Viel spannender finden wir die Entwicklung, die sich dahinter verbirgt. Alkoholfrei wird zunehmend als eigenständige Genusswelt verstanden. Eine Welt, die neugierig macht und zeigt, dass Genuss nicht an Alkohol gebunden ist. Genau diese Vielfalt begeistert uns immer wieder aufs Neue.
Schmeckt alkoholfreier Wein wie Wein?
Wahrscheinlich ist das die Frage, die uns am häufigsten begegnet. Und die ehrliche Antwort lautet: Es kommt darauf an. Alkoholfreier Wein schmeckt nicht exakt wie sein alkoholhaltiges Pendant. Das liegt unter anderem daran, dass Alkohol selbst ein Geschmacksträger ist. Er beeinflusst das Mundgefühl und trägt dazu bei, Aromen wahrzunehmen und einzuordnen.
Gleichzeitig wäre es aus unserer Sicht zu einfach zu sagen, dass alkoholfreier Wein grundsätzlich nicht mit klassischem Wein mithalten kann. Die Unterschiede zwischen einzelnen Produkten sind dafür viel zu groß.
In den vergangenen Jahren hat sich enorm viel getan. Immer mehr Produzentinnen und Produzenten investieren Zeit, Erfahrung und handwerkliches Können in die Entwicklung ihrer alkoholfreien Produkte. Das Ergebnis sind Weine, die ausgewogen wirken, Struktur mitbringen und deutlich komplexer sind, als viele Menschen erwarten.
Natürlich gibt es auch Produkte, die eher fruchtig wirken oder an Traubensaft erinnern. Genau deshalb lohnt es sich, verschiedene Stile und Produkte kennenzulernen. Die Vielfalt ist heute deutlich größer als noch vor einigen Jahren.
Was uns dabei besonders gefällt: Die Erwartung verschiebt sich langsam. Statt zu fragen, ob ein alkoholfreier Wein zu hundert Prozent wie ein klassischer Wein schmeckt, entdecken immer mehr Menschen die Eigenständigkeit dieser Getränke.

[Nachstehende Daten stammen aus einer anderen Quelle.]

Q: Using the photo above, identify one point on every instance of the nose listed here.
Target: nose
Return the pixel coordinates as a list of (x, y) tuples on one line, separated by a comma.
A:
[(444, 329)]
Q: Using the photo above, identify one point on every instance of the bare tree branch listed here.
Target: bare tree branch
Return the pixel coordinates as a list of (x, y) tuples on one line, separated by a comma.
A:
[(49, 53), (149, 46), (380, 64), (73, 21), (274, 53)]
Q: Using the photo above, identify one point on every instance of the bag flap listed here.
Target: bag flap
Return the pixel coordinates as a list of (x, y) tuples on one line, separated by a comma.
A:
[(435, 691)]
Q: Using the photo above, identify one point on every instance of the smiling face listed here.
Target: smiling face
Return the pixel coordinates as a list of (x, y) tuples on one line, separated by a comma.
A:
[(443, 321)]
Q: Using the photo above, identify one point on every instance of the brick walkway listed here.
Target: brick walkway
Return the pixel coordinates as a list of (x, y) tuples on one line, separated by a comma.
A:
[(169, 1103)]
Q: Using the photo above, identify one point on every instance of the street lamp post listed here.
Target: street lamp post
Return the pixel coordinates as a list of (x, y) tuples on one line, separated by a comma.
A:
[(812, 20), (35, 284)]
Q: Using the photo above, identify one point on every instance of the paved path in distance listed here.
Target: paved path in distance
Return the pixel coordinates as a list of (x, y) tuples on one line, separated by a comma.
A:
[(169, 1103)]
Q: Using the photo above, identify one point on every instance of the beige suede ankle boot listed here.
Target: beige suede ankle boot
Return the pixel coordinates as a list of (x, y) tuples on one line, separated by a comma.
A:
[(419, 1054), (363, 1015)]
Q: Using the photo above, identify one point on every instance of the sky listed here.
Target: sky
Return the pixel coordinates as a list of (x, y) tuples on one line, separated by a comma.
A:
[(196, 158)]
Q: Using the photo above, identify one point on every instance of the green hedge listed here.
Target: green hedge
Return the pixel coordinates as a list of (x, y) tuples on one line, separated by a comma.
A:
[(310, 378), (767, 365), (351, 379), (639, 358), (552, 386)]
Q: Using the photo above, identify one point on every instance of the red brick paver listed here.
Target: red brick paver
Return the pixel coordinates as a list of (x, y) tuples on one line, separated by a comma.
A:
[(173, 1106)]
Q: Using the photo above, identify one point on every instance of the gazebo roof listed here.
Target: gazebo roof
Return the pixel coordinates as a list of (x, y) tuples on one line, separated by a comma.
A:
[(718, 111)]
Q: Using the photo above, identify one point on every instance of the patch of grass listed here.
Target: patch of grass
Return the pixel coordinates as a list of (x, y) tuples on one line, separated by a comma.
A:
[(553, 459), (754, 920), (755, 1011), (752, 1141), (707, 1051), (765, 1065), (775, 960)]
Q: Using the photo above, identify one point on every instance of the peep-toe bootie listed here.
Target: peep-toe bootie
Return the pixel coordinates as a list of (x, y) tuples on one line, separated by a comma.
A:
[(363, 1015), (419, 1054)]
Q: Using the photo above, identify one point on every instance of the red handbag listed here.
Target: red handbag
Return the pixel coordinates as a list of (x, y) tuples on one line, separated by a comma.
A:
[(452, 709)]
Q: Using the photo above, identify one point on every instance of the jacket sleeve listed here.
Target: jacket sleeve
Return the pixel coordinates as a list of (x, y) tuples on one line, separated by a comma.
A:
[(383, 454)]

Genuss bedeutet schließlich nicht, dass alles exakt gleich sein muss. Manchmal geht es vielmehr darum, offen für neue Geschmackserlebnisse zu sein und neue Dinge zu probieren.
Vielleicht ist genau das die größte Veränderung, die wir aktuell beobachten. Alkoholfreie Getränke werden zunehmend nicht mehr als Kompromiss betrachtet. Sie werden zu einer bewussten Entscheidung für eine andere Art des Genusses.